Research consultancy Euroconsult has released a report which looks at the maritime and cruise line sector. It finds that in 2020 satellite services for merchant shipping grew 4 per cent to $584 million (€540.7m), but Covid saw the market for cruise ship connectivity plummet. The cruise sector is, however, recovering.

In the report titled Prospects for Maritime Satellite Communications, Euroconsult quantifies the heavy impact of the pandemic on satellite services for the maritime market. With in-depth detail on maritime communications market dynamics today and over the next ten years, the research highlights coming opportunities for consolidation and how non-geostationary orbit (NGSO) satellite constellations will change the playing field.
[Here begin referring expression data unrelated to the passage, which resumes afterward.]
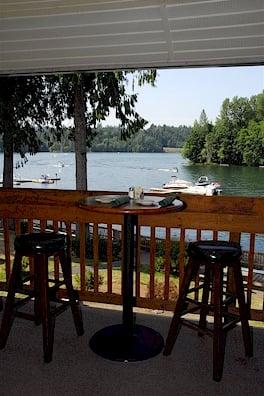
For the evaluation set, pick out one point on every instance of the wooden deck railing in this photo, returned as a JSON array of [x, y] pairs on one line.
[[219, 217]]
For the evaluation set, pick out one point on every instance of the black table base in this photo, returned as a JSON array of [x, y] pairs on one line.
[[114, 343]]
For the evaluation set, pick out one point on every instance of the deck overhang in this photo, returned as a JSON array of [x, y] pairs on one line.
[[38, 36]]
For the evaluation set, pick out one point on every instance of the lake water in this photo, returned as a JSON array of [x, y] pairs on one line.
[[119, 171]]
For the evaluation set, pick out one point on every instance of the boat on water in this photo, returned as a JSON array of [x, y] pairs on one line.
[[202, 181], [202, 187], [175, 183], [44, 179]]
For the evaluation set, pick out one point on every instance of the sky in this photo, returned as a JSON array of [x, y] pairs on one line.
[[180, 95]]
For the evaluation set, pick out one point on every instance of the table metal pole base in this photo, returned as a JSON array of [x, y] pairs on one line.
[[114, 343]]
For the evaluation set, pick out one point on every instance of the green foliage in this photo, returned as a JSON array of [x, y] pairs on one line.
[[159, 290], [236, 138], [102, 248], [89, 280], [108, 139], [174, 254]]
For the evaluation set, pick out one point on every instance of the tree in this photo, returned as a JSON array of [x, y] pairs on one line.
[[250, 142], [235, 114], [194, 148], [23, 111], [86, 98]]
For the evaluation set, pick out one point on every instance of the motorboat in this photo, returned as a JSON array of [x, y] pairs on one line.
[[186, 187], [202, 181], [175, 183]]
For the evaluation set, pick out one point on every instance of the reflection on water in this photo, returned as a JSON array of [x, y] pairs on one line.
[[119, 171]]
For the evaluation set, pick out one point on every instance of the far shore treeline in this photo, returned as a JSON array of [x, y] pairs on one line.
[[236, 137]]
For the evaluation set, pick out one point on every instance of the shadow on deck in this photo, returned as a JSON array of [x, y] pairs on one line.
[[76, 370]]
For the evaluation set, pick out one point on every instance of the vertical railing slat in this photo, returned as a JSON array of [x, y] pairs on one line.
[[152, 255], [82, 257], [56, 258], [96, 257], [181, 257], [167, 263], [7, 248], [138, 263], [109, 258], [250, 267]]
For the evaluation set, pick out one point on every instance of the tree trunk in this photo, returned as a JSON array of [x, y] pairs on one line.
[[8, 160], [80, 137]]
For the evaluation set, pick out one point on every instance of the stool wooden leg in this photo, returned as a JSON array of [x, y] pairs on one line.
[[204, 309], [8, 316], [191, 271], [48, 321], [37, 304], [219, 336], [243, 309], [72, 294]]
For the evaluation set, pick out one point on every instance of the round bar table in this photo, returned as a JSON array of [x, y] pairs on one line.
[[128, 341]]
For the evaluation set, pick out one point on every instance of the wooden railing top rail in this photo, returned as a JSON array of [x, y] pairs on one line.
[[225, 213]]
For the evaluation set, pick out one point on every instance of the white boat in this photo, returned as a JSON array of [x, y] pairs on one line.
[[202, 181], [186, 187], [175, 183]]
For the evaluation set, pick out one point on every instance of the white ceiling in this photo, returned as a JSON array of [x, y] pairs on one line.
[[68, 35]]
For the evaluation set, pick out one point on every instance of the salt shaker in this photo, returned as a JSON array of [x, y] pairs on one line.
[[131, 192]]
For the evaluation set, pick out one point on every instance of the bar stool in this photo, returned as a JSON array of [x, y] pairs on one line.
[[215, 256], [40, 246]]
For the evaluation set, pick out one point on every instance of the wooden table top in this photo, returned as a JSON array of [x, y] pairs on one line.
[[147, 205]]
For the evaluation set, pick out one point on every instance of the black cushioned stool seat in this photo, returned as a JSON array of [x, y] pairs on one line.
[[215, 256], [40, 246]]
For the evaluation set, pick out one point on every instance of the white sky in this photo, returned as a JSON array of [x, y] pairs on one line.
[[181, 94]]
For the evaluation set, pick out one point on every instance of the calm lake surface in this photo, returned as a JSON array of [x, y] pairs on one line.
[[119, 171]]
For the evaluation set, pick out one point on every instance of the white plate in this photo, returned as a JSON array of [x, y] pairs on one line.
[[146, 202], [104, 199]]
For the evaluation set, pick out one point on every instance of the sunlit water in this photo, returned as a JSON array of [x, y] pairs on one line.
[[119, 171]]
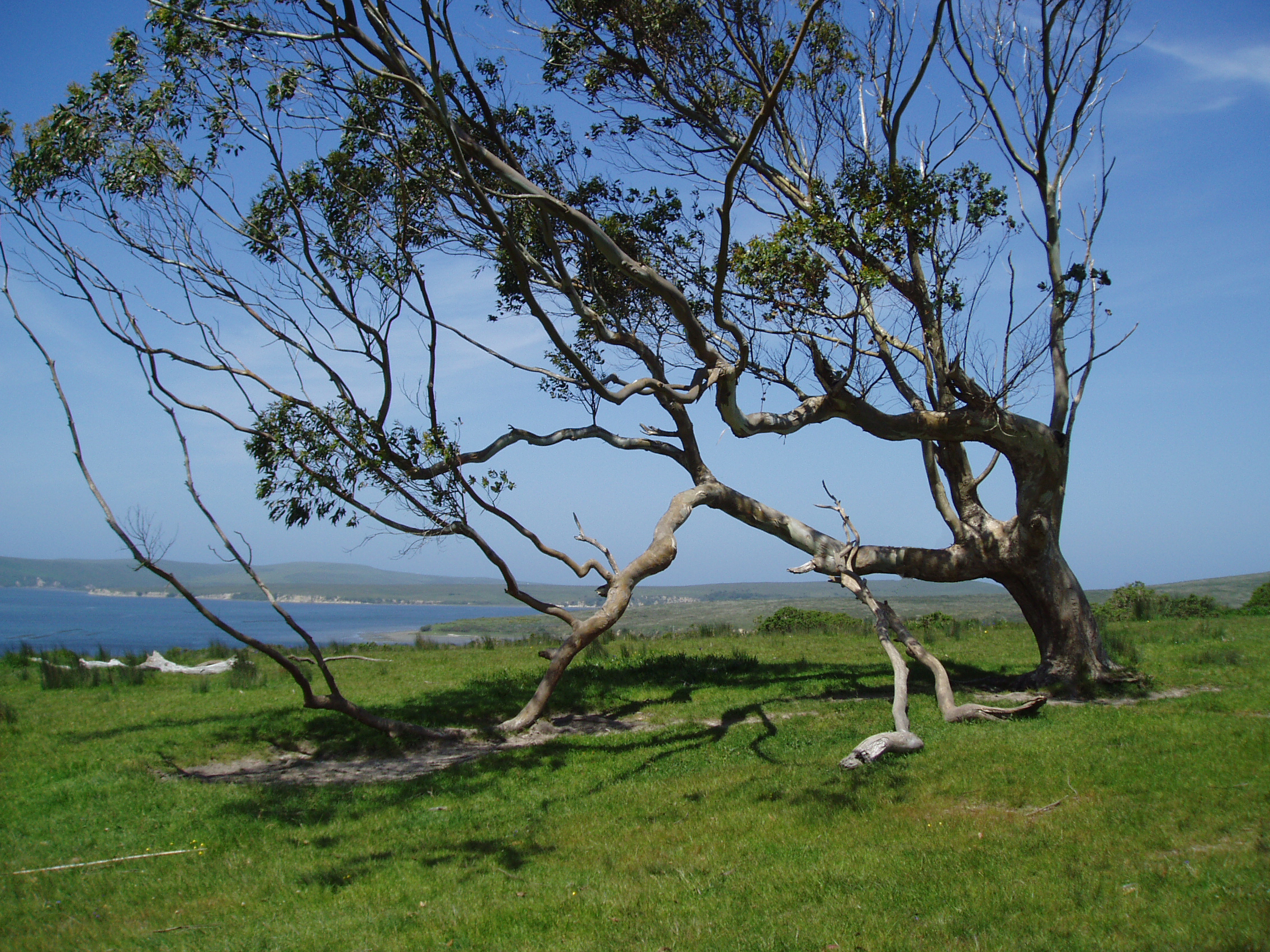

“There was a surprising disparity in the effect of the pandemic on various sectors of the market. Demand for satellite connectivity for cruise ships plummeted with an 80 per cent reduction in active VSATs compared to the previous year. However, the demand for satellite connectivity for the merchant shipping industry remained strong, driven by increased need for crew welfare due to quarantines and longer times at sea because of Covid-19 restrictions. Merchant shipping remains the largest segment of the maritime connectivity market, generating nearly half of the total maritime VSAT service revenue with $584 million in 2020,” states Euroconsult.

“Still feeling the pressure of lengthy restrictions on international travel, ferries and leisure ships have yet to reach their pre-Covid potential. Nonetheless, large cruise vessels, and more than 60 per cent of passenger cruises, managed to resume service last year; a feat that helped lead to an increase in active VSATs by 32 per cent to 31,100 terminals when compared to 2020. MSS terminals on the other hand fell substantially short with increases of less than 1 per cent,” says the research.

“Other sectors discussed in the maritime connectivity report include leisure vessels, oil and gas offshore, and the commercial fishing industry. The former two suffered from the pandemic with lowered revenues however, the market for connectivity services for fishing vessels grew by six percent. Euroconsult forecasts that the fishing industry has further growth potential for mobile satellite services. With the entire value chain severely impacted by the losses in the cruise, leisure, and offshore markets, 2020 was a year of restructuring for many satellite service providers,” the report states.

Overall, last year brought a positive cheer to the maritime market after a two-year uncertainty brought about by the pandemic; data connectivity needs across the maritime market have settle on an accelerating trend favoured by a greater reliance of end-users to data-centric applications, therefore opening new opportunities for the market.

“It has been a tricky couple of years for the Maritime Connectivity market, however we are beginning to see a rise in bandwidth demand, as well as increases in revenue, and terminal manufacturing,” said Vishal Patil, Consultant at Euroconsult and editor of the report. “There is still a long way to go to reach pre-pandemic levels, but with competition getting stronger, the premise of new NGO constellations and with service providers remaining actively invested in the development of value-added services, the outlook for the global maritime market is a positive one.”